For my case, it was more like this:

> or putting passwords on specific files; which, of course, fits perfectly with sqlite being used as an app-specific file format, but that definitely isn't the case for here.

I built an app for micro-journaling about how I was feeling and I wanted it to be super private, so, at the time, it was local-only and stored the data in a SQLCipher database. The user had to enter a password each time to enter the app and unlock the database, AFAIK, I coded it so the password wasn't stored anywhere.

Yes, the idea was defense in depth, maybe too intense at the time and maybe even less necessary now that more phones seem to have full encryption than they did in 2012-14 when I was making this.

Anyway, I'm grateful for your insight—thank you!

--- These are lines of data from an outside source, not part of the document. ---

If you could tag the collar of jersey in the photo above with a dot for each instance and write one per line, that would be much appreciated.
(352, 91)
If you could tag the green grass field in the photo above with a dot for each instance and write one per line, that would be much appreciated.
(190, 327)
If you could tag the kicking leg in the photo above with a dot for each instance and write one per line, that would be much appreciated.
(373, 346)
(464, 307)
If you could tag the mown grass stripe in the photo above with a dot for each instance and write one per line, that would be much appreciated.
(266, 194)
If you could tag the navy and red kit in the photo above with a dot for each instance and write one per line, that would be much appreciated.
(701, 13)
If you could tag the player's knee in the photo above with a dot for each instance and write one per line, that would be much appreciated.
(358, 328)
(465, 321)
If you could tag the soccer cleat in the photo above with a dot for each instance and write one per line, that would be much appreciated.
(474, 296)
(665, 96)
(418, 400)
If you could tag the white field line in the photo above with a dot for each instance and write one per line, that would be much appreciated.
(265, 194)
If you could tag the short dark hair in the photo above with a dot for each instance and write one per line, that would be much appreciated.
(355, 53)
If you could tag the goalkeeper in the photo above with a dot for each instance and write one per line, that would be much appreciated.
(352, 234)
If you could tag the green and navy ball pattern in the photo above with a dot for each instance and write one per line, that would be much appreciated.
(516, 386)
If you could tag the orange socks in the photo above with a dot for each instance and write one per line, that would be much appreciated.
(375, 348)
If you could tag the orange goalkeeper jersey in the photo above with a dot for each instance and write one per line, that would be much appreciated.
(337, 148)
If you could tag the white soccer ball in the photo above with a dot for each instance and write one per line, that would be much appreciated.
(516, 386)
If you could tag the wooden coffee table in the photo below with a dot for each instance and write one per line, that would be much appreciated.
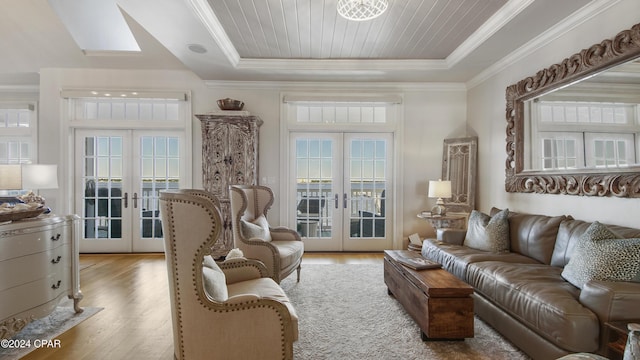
(440, 303)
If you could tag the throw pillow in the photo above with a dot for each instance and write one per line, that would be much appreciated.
(488, 233)
(214, 280)
(258, 228)
(600, 254)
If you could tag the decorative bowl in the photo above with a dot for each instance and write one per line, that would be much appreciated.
(230, 104)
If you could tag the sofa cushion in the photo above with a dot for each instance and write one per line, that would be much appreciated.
(258, 228)
(569, 234)
(488, 233)
(602, 255)
(540, 298)
(265, 288)
(533, 235)
(214, 280)
(456, 258)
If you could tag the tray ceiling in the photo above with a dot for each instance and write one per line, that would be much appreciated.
(284, 40)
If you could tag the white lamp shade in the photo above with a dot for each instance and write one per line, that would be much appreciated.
(39, 176)
(439, 188)
(10, 177)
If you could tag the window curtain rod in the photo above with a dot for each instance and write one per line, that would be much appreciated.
(122, 94)
(348, 98)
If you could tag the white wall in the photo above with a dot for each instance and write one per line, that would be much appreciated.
(432, 112)
(486, 117)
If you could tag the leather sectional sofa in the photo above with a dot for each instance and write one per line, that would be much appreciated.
(522, 294)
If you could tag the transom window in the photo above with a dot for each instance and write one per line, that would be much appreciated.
(341, 113)
(17, 132)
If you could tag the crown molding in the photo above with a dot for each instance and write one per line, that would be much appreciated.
(19, 88)
(212, 24)
(574, 20)
(334, 86)
(502, 17)
(351, 66)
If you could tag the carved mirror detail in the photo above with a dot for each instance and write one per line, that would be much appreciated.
(459, 159)
(596, 181)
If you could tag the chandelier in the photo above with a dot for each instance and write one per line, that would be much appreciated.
(360, 10)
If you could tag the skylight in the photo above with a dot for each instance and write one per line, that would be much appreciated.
(97, 26)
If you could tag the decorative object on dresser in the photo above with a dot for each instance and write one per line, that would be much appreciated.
(229, 156)
(38, 177)
(439, 222)
(38, 266)
(230, 104)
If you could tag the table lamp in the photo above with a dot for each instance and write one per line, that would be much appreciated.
(439, 189)
(10, 179)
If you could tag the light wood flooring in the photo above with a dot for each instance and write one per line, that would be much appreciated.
(136, 320)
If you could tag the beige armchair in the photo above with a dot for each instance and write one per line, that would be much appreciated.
(279, 248)
(228, 310)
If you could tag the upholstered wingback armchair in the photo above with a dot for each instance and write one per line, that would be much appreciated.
(279, 248)
(227, 310)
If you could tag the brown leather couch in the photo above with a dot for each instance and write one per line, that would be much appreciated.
(522, 294)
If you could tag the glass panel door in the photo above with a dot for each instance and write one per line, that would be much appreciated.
(119, 175)
(318, 181)
(341, 183)
(367, 164)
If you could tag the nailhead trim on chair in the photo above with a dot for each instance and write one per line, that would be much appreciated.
(203, 250)
(276, 260)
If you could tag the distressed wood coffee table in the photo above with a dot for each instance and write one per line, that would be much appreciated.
(440, 303)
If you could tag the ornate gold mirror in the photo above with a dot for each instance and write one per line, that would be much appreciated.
(574, 127)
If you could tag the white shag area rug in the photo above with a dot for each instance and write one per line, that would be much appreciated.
(49, 327)
(345, 313)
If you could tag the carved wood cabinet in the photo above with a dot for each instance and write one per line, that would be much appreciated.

> I had been thinking that the user had to opt into full disk encryption on iOS, does it come enabled by default?

Full disk encryption (called Data Protection on iOS) is enabled as long as a passcode is set. This has been the case since what, iOS 4?

AFAIK the storage is encrypted using (a key derived from) a unique device key in the secure enclave and thus the storage is tied to the physical device. Further keys are generated using the Passphrase and the unique device key, so they are tied to the user and the device.

The application can chose per file:

* Encrypted when locked: NSFileProtectionComplete

* Encrypted until first unlock: NSFileProtectionCompleteUntilFirstUserAuthentication

* Encrypted unless used by the applications background tasks: NSFileProtectionCompleteUnlessOpen

I think the keys used for file encryption are unique per application and then again per file, but I didn’t find information on this.

I appreciate you both providing more info on this. It seems iOS is much more encrypted than I had thought it was. Still, if I resurrect the micro-journaling app, I'll probably keep an app-specific password and SQLCipher to add that extra layer of protection.